Naz da bana dönüp, “Lütfen Poyraz, Tunç da gelsin. Ben ona kefilim,” dedi bütün tatlılığıyla.
Normalde asla kabul etmezdim ama “Tunç, yanındaki Yeşilim’e dua et,” dedim. Naz minnetle baktı. Planlarımız bozulmuştu ama Naz için Tunç’u da dahil etmek zorundaydım. Nazı kimseyle paylaşmak istemiyordum kendi kardeşimle bile.Hayatımda ilk defa bir kadını kendimden bile kıskanıyordum .Aşk böyle bir şey galiba diye geçirdim içimden
Kahvaltıdan sonra sabah planlarımızı gerçekleştirmek için dışarı çıktık.
Naz
Zor da olsa Tunç’la birlikte Poyraz’ı ikna etmiştik. Onunla yalnız vakit geçirmek istesem de bunu Tunç’a borçluydum. O, Esin’den sonra en yakın arkadaşım ve sırdaşımdı. Poyraz konusundaki tek paydaşım olması, onu benim için daha da özel kılıyordu.
Dar sokaklarda yürürken Poyraz kolunu omzuma atmıştı. Sokak müzisyenlerini dinledik, Poyraz’la dans ettik. Bir ara Tunç da benimle dans etmek istedi ama Poyraz’ın engelini aşamadı. Yine de çok keyifliydi. Tunç’un varlığı ortamı daha da eğlenceli hale getiriyordu. çünkü her ortamda beni güldürmeyi başarıyordu bu durumun poyrazın pek hoşuna gittiği söylenemez di bütün ilgimin sürekli onun üzerinde olmasını istiyordu
Paris’in ünlü çikolatacılarından birine girdik. Her yerde çeşit çeşit çikolatalar vardı. Hangi çikolatayı elime alsam, Poyraz sepete atıyordu.
“Bunların hepsini almak zorunda mısın?” dedim.

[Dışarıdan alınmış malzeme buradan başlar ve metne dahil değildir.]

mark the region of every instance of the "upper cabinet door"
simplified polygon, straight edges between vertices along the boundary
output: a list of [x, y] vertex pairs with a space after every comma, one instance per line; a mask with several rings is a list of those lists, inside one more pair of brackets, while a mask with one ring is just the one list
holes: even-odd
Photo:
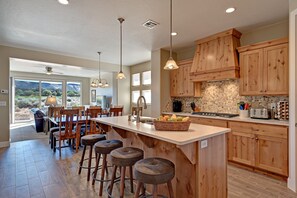
[[240, 53], [240, 95], [258, 95], [263, 92], [263, 50]]
[[183, 96], [194, 96], [194, 83], [190, 80], [191, 66], [183, 66]]
[[170, 95], [172, 97], [194, 96], [194, 83], [190, 80], [192, 60], [177, 63], [178, 69], [170, 71]]
[[264, 48], [263, 85], [270, 95], [289, 93], [288, 44]]

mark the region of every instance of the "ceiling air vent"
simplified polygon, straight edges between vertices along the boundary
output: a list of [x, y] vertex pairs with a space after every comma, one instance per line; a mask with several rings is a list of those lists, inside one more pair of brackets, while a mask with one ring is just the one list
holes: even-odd
[[154, 29], [156, 27], [156, 25], [158, 25], [159, 23], [156, 21], [153, 21], [151, 19], [147, 20], [146, 22], [144, 22], [142, 24], [143, 27], [146, 27], [148, 29]]

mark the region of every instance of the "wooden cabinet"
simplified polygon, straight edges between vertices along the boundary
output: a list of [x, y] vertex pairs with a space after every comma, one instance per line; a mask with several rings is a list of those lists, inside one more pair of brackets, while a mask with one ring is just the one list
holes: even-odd
[[228, 159], [241, 164], [254, 166], [254, 134], [250, 124], [231, 122], [232, 132], [228, 139]]
[[216, 119], [208, 119], [208, 118], [191, 117], [191, 122], [195, 124], [203, 124], [203, 125], [225, 127], [225, 128], [227, 128], [228, 126], [226, 120], [216, 120]]
[[288, 95], [288, 39], [239, 47], [240, 95]]
[[172, 97], [198, 97], [200, 84], [190, 80], [190, 71], [193, 60], [179, 61], [178, 69], [170, 71], [170, 95]]
[[288, 128], [229, 122], [228, 159], [288, 176]]

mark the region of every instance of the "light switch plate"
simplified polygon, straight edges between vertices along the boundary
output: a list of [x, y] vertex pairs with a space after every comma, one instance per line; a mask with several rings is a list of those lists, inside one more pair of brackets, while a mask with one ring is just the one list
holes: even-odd
[[207, 147], [207, 140], [202, 140], [201, 141], [201, 148], [206, 148]]
[[6, 101], [0, 101], [0, 107], [6, 107]]

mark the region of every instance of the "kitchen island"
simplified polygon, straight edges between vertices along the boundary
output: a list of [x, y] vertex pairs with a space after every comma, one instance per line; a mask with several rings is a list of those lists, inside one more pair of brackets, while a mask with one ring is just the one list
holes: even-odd
[[[175, 164], [175, 197], [227, 197], [226, 133], [230, 129], [192, 123], [189, 131], [156, 131], [153, 125], [128, 121], [127, 116], [94, 120], [107, 132], [107, 139], [143, 149], [145, 158], [171, 160]], [[159, 193], [167, 192], [161, 185]]]

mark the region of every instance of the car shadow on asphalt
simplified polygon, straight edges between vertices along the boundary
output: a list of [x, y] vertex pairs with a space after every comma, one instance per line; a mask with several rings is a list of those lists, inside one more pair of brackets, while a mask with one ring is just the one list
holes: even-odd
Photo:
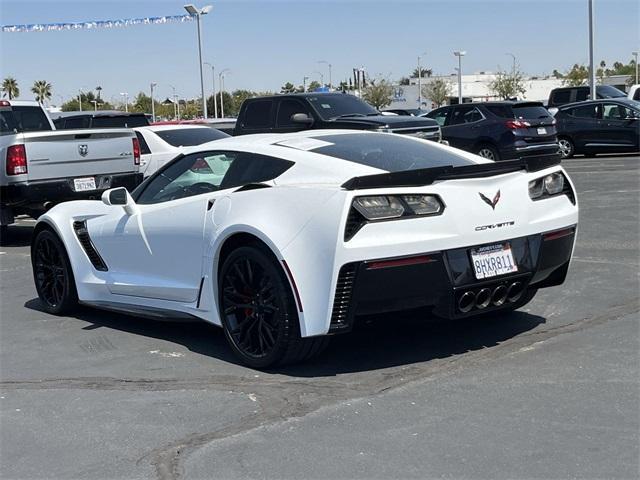
[[6, 233], [0, 234], [2, 247], [26, 247], [31, 245], [33, 225], [9, 225]]
[[[42, 311], [35, 298], [26, 308]], [[72, 315], [84, 330], [111, 328], [183, 345], [192, 352], [239, 365], [222, 330], [205, 322], [160, 321], [79, 307]], [[491, 348], [545, 323], [526, 312], [441, 320], [426, 310], [361, 317], [352, 332], [332, 337], [312, 361], [269, 370], [291, 377], [330, 377], [445, 359]]]

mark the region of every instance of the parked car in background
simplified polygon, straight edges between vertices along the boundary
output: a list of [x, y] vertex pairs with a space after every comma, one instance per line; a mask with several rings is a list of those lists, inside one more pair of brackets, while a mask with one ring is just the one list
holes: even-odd
[[66, 201], [135, 188], [140, 145], [129, 129], [54, 129], [37, 102], [0, 100], [0, 225]]
[[162, 120], [151, 125], [203, 125], [233, 135], [235, 118], [197, 118], [195, 120]]
[[563, 158], [640, 151], [640, 102], [627, 98], [564, 105], [555, 115]]
[[[549, 93], [549, 101], [547, 102], [547, 108], [559, 107], [567, 103], [582, 102], [589, 100], [590, 90], [587, 86], [582, 87], [561, 87], [554, 88]], [[597, 98], [620, 98], [627, 95], [616, 87], [611, 85], [597, 85], [596, 97]]]
[[51, 114], [58, 130], [71, 128], [133, 128], [149, 125], [147, 115], [120, 110], [56, 112]]
[[438, 122], [449, 145], [490, 160], [558, 153], [555, 120], [540, 102], [449, 105], [427, 117]]
[[627, 93], [629, 100], [636, 100], [640, 102], [640, 85], [631, 85], [629, 92]]
[[183, 147], [226, 138], [220, 130], [199, 125], [151, 125], [133, 129], [140, 141], [140, 171], [148, 177], [182, 153]]
[[411, 115], [413, 117], [420, 117], [427, 113], [426, 110], [421, 110], [419, 108], [390, 108], [388, 110], [383, 110], [381, 113], [395, 113], [396, 115]]
[[234, 135], [291, 133], [317, 129], [371, 130], [439, 141], [440, 127], [428, 118], [382, 115], [355, 95], [300, 93], [242, 102]]

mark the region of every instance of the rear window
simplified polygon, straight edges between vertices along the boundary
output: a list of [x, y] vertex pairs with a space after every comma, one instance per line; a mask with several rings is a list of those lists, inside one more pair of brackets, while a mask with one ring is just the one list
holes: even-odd
[[113, 117], [94, 117], [93, 128], [134, 128], [146, 127], [149, 125], [147, 117], [144, 115], [123, 115]]
[[314, 148], [313, 152], [389, 172], [473, 165], [466, 158], [402, 135], [362, 133], [323, 135], [316, 139], [329, 145]]
[[271, 100], [249, 102], [244, 112], [244, 126], [248, 128], [268, 127], [271, 123]]
[[569, 103], [571, 101], [571, 90], [560, 90], [558, 92], [553, 92], [552, 95], [553, 103]]
[[549, 111], [541, 105], [513, 105], [515, 118], [536, 119], [547, 118], [551, 115]]
[[598, 85], [596, 87], [596, 95], [598, 98], [626, 97], [622, 90], [618, 90], [616, 87], [612, 87], [611, 85]]
[[485, 105], [485, 108], [500, 118], [515, 118], [509, 105]]
[[155, 132], [162, 140], [174, 147], [191, 147], [193, 145], [202, 145], [203, 143], [213, 142], [221, 138], [227, 138], [227, 135], [215, 128], [178, 128], [175, 130], [162, 130]]
[[[2, 133], [41, 132], [51, 130], [49, 119], [40, 107], [11, 107], [11, 110], [3, 110], [3, 121], [0, 121]], [[5, 128], [9, 128], [6, 131]]]
[[9, 135], [17, 132], [16, 119], [11, 109], [0, 110], [0, 135]]

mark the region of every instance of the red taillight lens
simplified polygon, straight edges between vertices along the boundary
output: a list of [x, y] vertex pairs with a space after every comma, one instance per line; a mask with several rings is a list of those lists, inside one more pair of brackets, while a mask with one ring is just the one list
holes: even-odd
[[7, 175], [27, 173], [27, 152], [24, 145], [11, 145], [7, 148]]
[[133, 164], [140, 165], [140, 141], [133, 139]]
[[505, 122], [507, 128], [511, 130], [517, 130], [518, 128], [529, 128], [531, 124], [523, 120], [507, 120]]

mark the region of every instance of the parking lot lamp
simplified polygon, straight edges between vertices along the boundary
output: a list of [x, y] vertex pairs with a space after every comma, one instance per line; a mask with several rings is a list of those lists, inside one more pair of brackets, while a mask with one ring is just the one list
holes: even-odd
[[467, 52], [464, 50], [456, 50], [453, 54], [458, 57], [458, 104], [462, 105], [462, 57]]
[[505, 53], [505, 55], [509, 55], [511, 58], [513, 58], [513, 66], [511, 67], [511, 75], [513, 75], [513, 77], [515, 78], [516, 76], [516, 56], [513, 53]]
[[98, 111], [98, 101], [97, 100], [91, 100], [91, 103], [93, 103], [93, 111], [97, 112]]
[[82, 111], [82, 90], [78, 90], [78, 110]]
[[124, 97], [124, 111], [128, 112], [129, 111], [129, 94], [127, 92], [121, 92], [120, 96]]
[[589, 91], [596, 99], [596, 69], [593, 64], [593, 0], [589, 0]]
[[224, 74], [230, 72], [228, 68], [225, 68], [218, 74], [218, 85], [220, 88], [220, 118], [224, 118]]
[[153, 87], [158, 85], [155, 82], [151, 82], [151, 121], [155, 123], [156, 121], [156, 106], [153, 103]]
[[213, 118], [218, 118], [218, 99], [216, 98], [216, 67], [209, 62], [204, 62], [205, 65], [211, 67], [211, 87], [213, 89]]
[[[326, 60], [320, 60], [318, 63], [324, 63], [329, 67], [329, 90], [331, 90], [331, 64]], [[637, 83], [637, 82], [636, 82]]]
[[206, 15], [211, 11], [213, 7], [211, 5], [204, 6], [202, 8], [196, 8], [192, 4], [184, 6], [184, 9], [192, 17], [196, 17], [196, 23], [198, 24], [198, 66], [200, 67], [200, 93], [202, 94], [202, 113], [204, 118], [207, 118], [207, 98], [204, 96], [204, 74], [202, 73], [202, 33], [200, 27], [200, 19], [202, 15]]
[[422, 52], [418, 55], [418, 108], [422, 108], [422, 67], [420, 67], [420, 57], [426, 55], [427, 52]]
[[633, 56], [635, 57], [635, 64], [636, 64], [636, 85], [638, 84], [638, 52], [631, 52], [633, 54]]

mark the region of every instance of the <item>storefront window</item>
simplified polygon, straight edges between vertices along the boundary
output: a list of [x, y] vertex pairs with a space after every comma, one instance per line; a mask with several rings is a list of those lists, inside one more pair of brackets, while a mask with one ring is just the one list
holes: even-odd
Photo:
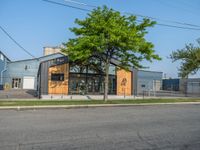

“Bu çikolataların tadına nasıl bakacağımı biliyorsun. O yüzden hepsinden fazla fazla almak istiyorum,” dedi gülümseyerek.
Tunç araya girip, “Hey, aile var burada, ayıp oluyor,” deyince Poyraz ensesine bir şaplak indirdi.
“Zaten bütün planlarımızı mahvettin, sesini çıkarma hergele,” diye uyardı.
Vitrinde özel bir çikolata gördüm. Onu almak istedim ama satıcı, “Burada sevgilinizin dudaklarından tatmanız gerekiyor,” dedi. İlk defa böyle bir şey duyduğum için şaşırmıştım. “Tamam, kalsın,” diyecekken Poyraz atıldı:
“Denemek istiyoruz.”
Neyse ki Tunç başka bir bölümde Elif için çikolata sepeti hazırlıyordu ve meşgul du ve bu duruma şahit olmayacaktı. Satıcı bana çikolatadan küçük bir parça uzattı. Ağzıma attığım anda tadı harikaydı. Çikolata ağzımda erirken Poyraz beni kollarına çekip öpmeye başladı. Çikolatanın tadı, poyrazın dudaklarıyla birleşince sihirli bir aromaya dönüştü. Hayatımda tattığım en güzel çikolata olabilirdi. Gözlerimi açtığımda hâlâ dudaklarımdaydı. Gözlerinin içinde kayboldum.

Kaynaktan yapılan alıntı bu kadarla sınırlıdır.